With Tim, found this hard but mostly fair and a really good challenge.
One quibble: a canto is a division of a long poem (eg Divine Comedy, Faerie Queene).
Understandable mistake.
Really good surfaces again. COD candidates everywhere, but I’ll give my vote to EVITA.
Thanks setter and blogger.
NONPAREIL came up in the puzzle I blogged last Friday.
It took me a while to see what was going on at 22 but I had discounted any Coward reference immediately as his first name requires a diaeresis on its E.
I’m glad I got 25ac before coming to 16dn: I’m not sure I’d ever have questioned ACCUSTOM. It looks so right that I started to question INNER instead, until I (eventually) remembered the old ‘try a Q’ rule.
My only real complaint is the damned iPad software which made a crucial word in 10ac look like another word by concealing the end of it. I even checked whether any dictionary gave ‘small’ as a definition of ‘swish’ after solving and only saw the light on coming here.
Like keriothe it took me some time to finally try a Q in AC_U_I__, but when I did the ACQUAINT/TROTSKY crossers finally fell into place.
Thanks setter, thanks all.
* not helped by at first entering 16d ACCUSTOM instead, before getting INNER sorted out.

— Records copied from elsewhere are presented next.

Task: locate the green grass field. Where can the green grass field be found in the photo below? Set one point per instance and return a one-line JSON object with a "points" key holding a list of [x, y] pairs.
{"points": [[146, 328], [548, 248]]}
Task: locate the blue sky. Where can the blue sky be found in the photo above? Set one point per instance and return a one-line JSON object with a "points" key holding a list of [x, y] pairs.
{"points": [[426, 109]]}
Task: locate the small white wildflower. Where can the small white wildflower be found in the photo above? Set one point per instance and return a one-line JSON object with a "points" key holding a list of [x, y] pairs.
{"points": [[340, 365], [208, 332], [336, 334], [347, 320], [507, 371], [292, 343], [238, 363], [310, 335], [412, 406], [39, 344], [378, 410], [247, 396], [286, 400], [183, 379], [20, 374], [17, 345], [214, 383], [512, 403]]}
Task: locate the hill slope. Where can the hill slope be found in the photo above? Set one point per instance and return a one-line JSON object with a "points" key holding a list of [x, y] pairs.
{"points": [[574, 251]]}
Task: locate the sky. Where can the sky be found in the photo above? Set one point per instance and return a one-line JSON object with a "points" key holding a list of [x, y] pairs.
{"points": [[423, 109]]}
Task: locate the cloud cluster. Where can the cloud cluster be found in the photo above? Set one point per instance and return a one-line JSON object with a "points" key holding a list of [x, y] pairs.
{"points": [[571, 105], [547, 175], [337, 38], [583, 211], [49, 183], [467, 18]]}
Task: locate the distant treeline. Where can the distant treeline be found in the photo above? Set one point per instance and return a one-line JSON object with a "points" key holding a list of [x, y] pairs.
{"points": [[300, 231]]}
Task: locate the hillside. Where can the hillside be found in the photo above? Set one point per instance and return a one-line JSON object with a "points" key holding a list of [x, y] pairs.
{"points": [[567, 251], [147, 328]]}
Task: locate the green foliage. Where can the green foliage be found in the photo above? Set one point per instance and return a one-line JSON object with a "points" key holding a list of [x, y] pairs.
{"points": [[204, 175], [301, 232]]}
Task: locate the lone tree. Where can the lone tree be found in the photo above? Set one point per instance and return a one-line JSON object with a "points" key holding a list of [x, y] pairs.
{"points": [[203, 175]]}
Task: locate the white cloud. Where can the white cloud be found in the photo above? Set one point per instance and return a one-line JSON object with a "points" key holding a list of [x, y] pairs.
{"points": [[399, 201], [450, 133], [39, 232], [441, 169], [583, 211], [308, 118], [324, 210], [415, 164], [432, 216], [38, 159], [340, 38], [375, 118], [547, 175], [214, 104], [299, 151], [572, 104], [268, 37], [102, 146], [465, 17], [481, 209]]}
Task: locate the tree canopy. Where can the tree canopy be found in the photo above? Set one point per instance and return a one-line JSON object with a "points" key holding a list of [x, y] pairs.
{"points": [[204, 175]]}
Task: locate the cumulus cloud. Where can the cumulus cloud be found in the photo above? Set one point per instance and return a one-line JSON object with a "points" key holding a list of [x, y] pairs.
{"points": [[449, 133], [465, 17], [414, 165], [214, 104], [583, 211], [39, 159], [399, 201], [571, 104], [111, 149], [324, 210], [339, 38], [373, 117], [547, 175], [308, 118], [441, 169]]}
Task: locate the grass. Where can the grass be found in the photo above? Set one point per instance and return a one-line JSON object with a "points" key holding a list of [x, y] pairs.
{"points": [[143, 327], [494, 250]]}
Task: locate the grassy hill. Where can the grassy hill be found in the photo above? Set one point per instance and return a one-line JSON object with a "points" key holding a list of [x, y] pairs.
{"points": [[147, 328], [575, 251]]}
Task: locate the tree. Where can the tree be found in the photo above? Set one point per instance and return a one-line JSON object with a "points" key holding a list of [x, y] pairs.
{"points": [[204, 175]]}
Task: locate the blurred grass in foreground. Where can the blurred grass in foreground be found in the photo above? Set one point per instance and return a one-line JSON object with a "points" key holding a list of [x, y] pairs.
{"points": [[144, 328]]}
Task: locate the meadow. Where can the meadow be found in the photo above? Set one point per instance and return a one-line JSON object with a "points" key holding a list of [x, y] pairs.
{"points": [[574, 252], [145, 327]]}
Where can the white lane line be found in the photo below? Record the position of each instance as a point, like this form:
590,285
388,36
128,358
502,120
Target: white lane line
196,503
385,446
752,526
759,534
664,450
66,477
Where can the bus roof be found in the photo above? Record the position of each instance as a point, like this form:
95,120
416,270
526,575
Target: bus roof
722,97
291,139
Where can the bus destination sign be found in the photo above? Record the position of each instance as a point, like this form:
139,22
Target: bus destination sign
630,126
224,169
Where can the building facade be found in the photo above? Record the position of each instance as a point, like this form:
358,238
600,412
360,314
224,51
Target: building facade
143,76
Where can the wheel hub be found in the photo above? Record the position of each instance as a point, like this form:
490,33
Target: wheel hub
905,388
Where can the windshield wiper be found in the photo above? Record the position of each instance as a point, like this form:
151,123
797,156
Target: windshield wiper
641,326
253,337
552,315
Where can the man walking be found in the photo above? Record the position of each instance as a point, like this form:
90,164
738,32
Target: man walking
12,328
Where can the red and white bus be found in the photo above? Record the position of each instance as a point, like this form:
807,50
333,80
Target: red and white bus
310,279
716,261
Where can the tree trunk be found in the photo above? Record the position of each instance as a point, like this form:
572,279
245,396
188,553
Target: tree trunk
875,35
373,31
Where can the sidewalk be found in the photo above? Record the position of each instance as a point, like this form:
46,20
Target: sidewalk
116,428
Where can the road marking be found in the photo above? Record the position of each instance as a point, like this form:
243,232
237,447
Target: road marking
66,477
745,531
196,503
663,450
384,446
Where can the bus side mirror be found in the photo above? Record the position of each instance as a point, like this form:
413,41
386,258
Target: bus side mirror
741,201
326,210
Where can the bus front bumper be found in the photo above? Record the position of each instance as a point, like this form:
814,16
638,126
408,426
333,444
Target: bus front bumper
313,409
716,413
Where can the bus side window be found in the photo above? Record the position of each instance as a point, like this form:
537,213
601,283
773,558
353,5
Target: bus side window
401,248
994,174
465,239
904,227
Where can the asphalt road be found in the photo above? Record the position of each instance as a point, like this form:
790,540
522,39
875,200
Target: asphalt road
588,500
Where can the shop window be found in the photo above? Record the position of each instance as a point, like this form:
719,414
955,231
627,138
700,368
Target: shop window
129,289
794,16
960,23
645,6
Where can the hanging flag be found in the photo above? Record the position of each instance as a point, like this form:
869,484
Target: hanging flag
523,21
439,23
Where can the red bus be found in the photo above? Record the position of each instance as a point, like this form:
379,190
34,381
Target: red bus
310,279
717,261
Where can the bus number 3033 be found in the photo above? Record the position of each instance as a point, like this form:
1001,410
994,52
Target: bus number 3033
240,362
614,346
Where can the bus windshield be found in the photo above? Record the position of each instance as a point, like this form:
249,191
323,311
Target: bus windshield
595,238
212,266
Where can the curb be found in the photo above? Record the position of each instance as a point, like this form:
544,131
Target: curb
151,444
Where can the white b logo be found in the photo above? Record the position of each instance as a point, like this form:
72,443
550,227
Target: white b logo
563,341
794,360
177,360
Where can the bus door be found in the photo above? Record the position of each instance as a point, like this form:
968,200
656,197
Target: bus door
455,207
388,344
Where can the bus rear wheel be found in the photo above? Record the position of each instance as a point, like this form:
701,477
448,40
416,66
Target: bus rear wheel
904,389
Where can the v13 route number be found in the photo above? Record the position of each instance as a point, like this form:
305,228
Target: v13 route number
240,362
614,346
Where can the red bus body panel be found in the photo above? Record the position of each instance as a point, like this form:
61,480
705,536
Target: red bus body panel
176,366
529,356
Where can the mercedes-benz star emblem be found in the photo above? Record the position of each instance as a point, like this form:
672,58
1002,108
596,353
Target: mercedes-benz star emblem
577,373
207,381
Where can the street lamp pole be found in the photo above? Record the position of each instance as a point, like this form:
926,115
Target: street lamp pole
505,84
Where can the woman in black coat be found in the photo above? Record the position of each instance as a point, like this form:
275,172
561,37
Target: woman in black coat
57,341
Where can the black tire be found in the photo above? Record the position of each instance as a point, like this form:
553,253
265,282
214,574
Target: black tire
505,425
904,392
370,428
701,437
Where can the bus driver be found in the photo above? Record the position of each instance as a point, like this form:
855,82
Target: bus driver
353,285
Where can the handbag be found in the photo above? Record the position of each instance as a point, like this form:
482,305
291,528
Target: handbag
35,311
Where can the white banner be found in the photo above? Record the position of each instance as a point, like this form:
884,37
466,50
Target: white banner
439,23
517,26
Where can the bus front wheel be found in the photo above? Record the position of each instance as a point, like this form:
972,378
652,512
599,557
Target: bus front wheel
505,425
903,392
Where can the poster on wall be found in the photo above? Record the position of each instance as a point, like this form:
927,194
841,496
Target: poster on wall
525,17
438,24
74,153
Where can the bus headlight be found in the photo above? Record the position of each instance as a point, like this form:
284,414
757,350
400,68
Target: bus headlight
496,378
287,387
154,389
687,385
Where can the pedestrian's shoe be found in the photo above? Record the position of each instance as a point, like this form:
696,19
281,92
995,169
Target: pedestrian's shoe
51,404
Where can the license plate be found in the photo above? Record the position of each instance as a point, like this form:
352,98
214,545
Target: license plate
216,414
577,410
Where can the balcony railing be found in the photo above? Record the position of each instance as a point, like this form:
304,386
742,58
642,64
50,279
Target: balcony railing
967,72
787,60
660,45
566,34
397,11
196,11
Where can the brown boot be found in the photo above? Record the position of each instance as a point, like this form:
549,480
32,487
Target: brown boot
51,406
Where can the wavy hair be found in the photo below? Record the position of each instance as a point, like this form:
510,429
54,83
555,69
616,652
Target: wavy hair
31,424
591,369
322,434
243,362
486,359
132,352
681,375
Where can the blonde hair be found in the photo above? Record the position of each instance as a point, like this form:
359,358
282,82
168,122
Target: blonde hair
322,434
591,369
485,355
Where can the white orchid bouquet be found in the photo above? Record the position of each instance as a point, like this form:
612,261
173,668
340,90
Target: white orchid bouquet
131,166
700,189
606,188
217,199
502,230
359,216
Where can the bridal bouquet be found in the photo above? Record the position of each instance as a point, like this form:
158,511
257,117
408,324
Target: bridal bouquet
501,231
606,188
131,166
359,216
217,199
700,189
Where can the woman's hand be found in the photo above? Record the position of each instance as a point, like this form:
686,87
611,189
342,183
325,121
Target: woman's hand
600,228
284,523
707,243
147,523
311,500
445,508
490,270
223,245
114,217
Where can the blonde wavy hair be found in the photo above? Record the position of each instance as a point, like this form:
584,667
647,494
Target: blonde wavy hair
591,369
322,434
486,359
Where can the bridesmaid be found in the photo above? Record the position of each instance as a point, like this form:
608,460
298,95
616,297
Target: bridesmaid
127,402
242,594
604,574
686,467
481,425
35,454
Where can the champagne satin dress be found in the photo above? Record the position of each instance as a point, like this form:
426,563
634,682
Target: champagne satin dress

A most enjoyable puzzle I thought.
Today there were several instances (usually it’s none or one) in which on the iPad puzzle (the way I solve) the final letter(s) of the clue were obscured by the question mark in a circle (which becomes a tick when you solve the clue). Made it tricky to be exactly sure of a couple of clues!
I too was fooled by 22dn (CANTO), particularly as “Spirit of Noel (6)” had come up in the archive Times crossword I tackled on Saturday.
A very fine puzzle. My compliments to the setter.